In tutte le esecuzioni, o meglio in tutte le vicende giudiziarie raccontate da Mugno, l’elemento burocratico appare preponderante (alla fine di ogni capitolo è riportata la sintesi del verbale del tempo, che dà conto di testimoni, accertamento della morte, sepoltura). La stessa ghigliottina, oggi presente nel Museo Pepoli di Trapani e tecnicamente descritta nel volume “Sentenze di ghigliottinati” da Pietro Barbera, con le sue pretese di esecuzione “civile”, probabilmente ha contribuito a rendere tutto l’iter di morte molto più veloce e burocratico. A parte qualche inevitabile accenno alla struttura del “meccanismo semplice”, tipo “il catino in legno per raccoglierne il sangue” (pp.11), possiamo confermare che le pagine di Mugno sono incentrate soprattutto sulle storie personali e sull’ambiente sociale del tempo. Quasi del tutto assente il racconto dell’esecuzione in quanto tale che appunto aveva l’ambizione di essere veloce e “civile”; salvo considerare l’imperizia accertata di boia principianti oppure – torniamo alla pagina presente nel libro “gemello” – che nel caso della ghigliottina del Museo Pepoli la “breve corsa della lama [ndr: impatto alla velocità di 15 km/h] fa ipotizzare che, talvolta, potesse non funzionare perfettamente”. Sarebbe stato molto più difficile evitare descrizioni truculente in presenza di esecuzioni rituali tipiche ad esempio dei “civilissimi” britannici, che con la loro “Hanged, drawn and quartered”, ancora vigente nel 1870, mettevano in scena una vera e propria macellazione del condannato.
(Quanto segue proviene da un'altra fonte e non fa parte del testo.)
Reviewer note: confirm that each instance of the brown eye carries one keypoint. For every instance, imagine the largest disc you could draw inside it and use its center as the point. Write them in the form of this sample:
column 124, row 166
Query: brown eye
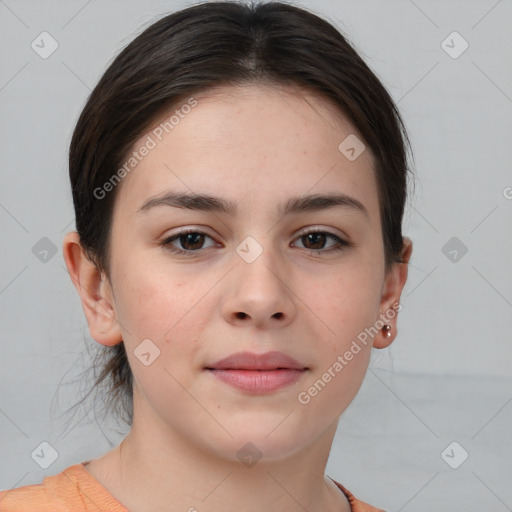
column 192, row 241
column 316, row 242
column 187, row 242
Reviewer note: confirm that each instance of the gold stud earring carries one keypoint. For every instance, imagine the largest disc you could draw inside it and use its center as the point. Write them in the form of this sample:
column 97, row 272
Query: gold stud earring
column 387, row 330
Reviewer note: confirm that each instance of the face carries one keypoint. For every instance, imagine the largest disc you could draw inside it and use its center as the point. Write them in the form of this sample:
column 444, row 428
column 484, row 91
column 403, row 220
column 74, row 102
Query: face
column 278, row 272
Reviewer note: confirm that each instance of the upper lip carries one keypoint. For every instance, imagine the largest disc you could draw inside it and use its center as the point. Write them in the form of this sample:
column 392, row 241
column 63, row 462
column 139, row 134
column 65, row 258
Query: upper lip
column 252, row 361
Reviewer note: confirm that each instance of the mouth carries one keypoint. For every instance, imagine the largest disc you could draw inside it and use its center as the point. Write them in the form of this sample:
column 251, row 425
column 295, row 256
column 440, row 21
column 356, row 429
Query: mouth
column 258, row 373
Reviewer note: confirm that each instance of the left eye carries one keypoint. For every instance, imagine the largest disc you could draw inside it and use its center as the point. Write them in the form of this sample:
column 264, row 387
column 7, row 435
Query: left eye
column 316, row 240
column 190, row 241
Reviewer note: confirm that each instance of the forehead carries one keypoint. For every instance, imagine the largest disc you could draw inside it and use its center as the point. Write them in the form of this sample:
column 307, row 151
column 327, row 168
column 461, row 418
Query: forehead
column 252, row 143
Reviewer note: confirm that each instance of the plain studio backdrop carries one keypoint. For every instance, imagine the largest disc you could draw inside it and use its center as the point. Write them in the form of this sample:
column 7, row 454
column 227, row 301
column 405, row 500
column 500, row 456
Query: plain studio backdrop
column 430, row 428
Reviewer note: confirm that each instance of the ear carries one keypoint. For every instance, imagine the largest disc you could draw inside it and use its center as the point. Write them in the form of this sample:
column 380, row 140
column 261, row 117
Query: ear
column 394, row 283
column 95, row 292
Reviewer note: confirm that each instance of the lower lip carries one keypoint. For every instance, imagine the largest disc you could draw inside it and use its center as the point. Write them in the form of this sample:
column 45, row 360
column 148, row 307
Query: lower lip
column 258, row 381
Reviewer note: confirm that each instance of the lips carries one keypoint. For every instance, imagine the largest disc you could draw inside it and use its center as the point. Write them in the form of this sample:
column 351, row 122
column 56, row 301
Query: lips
column 257, row 373
column 251, row 361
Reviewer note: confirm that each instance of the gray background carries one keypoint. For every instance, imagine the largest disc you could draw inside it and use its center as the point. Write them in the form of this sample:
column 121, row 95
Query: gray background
column 447, row 377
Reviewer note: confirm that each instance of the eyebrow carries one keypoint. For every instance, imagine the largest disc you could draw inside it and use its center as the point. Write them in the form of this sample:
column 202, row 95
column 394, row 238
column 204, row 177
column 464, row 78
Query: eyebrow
column 204, row 202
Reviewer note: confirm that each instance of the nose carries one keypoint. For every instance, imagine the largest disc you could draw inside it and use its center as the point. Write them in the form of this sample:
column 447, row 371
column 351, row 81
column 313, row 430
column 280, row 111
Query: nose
column 259, row 293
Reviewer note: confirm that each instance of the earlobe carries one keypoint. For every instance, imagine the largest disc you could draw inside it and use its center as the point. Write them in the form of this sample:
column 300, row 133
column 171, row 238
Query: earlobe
column 394, row 283
column 94, row 290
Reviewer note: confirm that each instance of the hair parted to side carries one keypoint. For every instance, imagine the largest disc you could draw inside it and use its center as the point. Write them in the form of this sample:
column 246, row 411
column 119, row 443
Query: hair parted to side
column 213, row 44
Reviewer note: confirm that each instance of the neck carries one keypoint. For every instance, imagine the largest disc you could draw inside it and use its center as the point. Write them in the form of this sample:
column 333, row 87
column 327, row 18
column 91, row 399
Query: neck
column 160, row 470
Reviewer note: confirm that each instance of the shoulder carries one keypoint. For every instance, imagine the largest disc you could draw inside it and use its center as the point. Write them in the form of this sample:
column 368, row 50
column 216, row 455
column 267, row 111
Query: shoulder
column 355, row 504
column 72, row 489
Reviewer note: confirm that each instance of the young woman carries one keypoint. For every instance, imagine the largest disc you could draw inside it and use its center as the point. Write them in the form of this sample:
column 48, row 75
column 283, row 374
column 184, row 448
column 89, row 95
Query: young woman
column 239, row 178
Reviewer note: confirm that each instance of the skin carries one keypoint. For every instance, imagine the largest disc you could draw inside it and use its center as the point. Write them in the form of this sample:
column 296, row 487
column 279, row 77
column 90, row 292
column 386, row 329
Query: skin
column 256, row 146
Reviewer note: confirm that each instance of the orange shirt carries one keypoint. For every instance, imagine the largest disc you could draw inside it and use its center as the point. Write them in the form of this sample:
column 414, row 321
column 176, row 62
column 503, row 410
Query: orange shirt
column 76, row 490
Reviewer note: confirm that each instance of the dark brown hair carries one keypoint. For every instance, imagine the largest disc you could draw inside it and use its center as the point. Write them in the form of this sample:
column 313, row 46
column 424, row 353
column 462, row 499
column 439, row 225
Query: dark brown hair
column 212, row 44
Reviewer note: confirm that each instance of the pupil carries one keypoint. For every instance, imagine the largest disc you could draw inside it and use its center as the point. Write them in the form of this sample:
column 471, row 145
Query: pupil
column 316, row 238
column 188, row 240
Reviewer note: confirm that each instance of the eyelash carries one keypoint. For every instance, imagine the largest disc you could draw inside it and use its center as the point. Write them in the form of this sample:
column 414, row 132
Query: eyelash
column 340, row 245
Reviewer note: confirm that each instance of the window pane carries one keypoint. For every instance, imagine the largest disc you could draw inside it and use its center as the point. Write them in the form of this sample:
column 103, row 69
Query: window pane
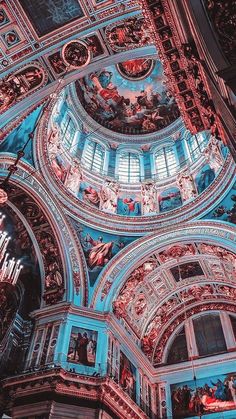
column 93, row 156
column 233, row 322
column 178, row 351
column 209, row 334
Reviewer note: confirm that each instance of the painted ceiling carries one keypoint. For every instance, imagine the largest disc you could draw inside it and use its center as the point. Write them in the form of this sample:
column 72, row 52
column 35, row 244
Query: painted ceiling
column 130, row 97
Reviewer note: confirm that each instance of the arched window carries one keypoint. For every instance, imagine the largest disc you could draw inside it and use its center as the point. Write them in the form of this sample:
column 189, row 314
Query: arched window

Con la ghigliottina un taglio netto, almeno la maggior parte delle volte, e tutto si riduceva ad un breve verbalino standardizzato. Una burocrazia di morte che talvolta mostrava un certo compiacimento per questa pretesa di efficienza e che ritroviamo negli atteggiamenti di chi aveva ereditato il famigerato strumento. Così nelle pagine di Bernard Berenson di “Viaggio in Sicilia”, citato ad apertura del volume: “Il conte Agostino Pepoli […] io lo rivedo benissimo, mentre ce ne spiegava con pedantesca soddisfazione, il semplice meccanismo e l’implacabile rapidità di taglio netto” (pp.9).
Edizione esaminata e brevi note
Salvatore Mugno, (Trapani, 1962), si è occupato di letteratura siciliana e di importanti scrittori tunisini, curandone e traducendone alcune opere: Mario Scalesi, Moncef Ghachem e Abū’l Qāsim ash-Shābbi. Ha pubblicato romanzi e saggi su Mauro Rostagno, Nick La Rocca, Mameli Barbara, Giovanni Falcone, Giuseppe Lo Presti e la maschera di Peppe Nappa.
Salvatore Mugno, “Decollati. Storie di ghigliottinati in Sicilia”, Navarra editore (collana “Officine”), Palermo 2019, pp. 218. Prefazione di Renzo Paris.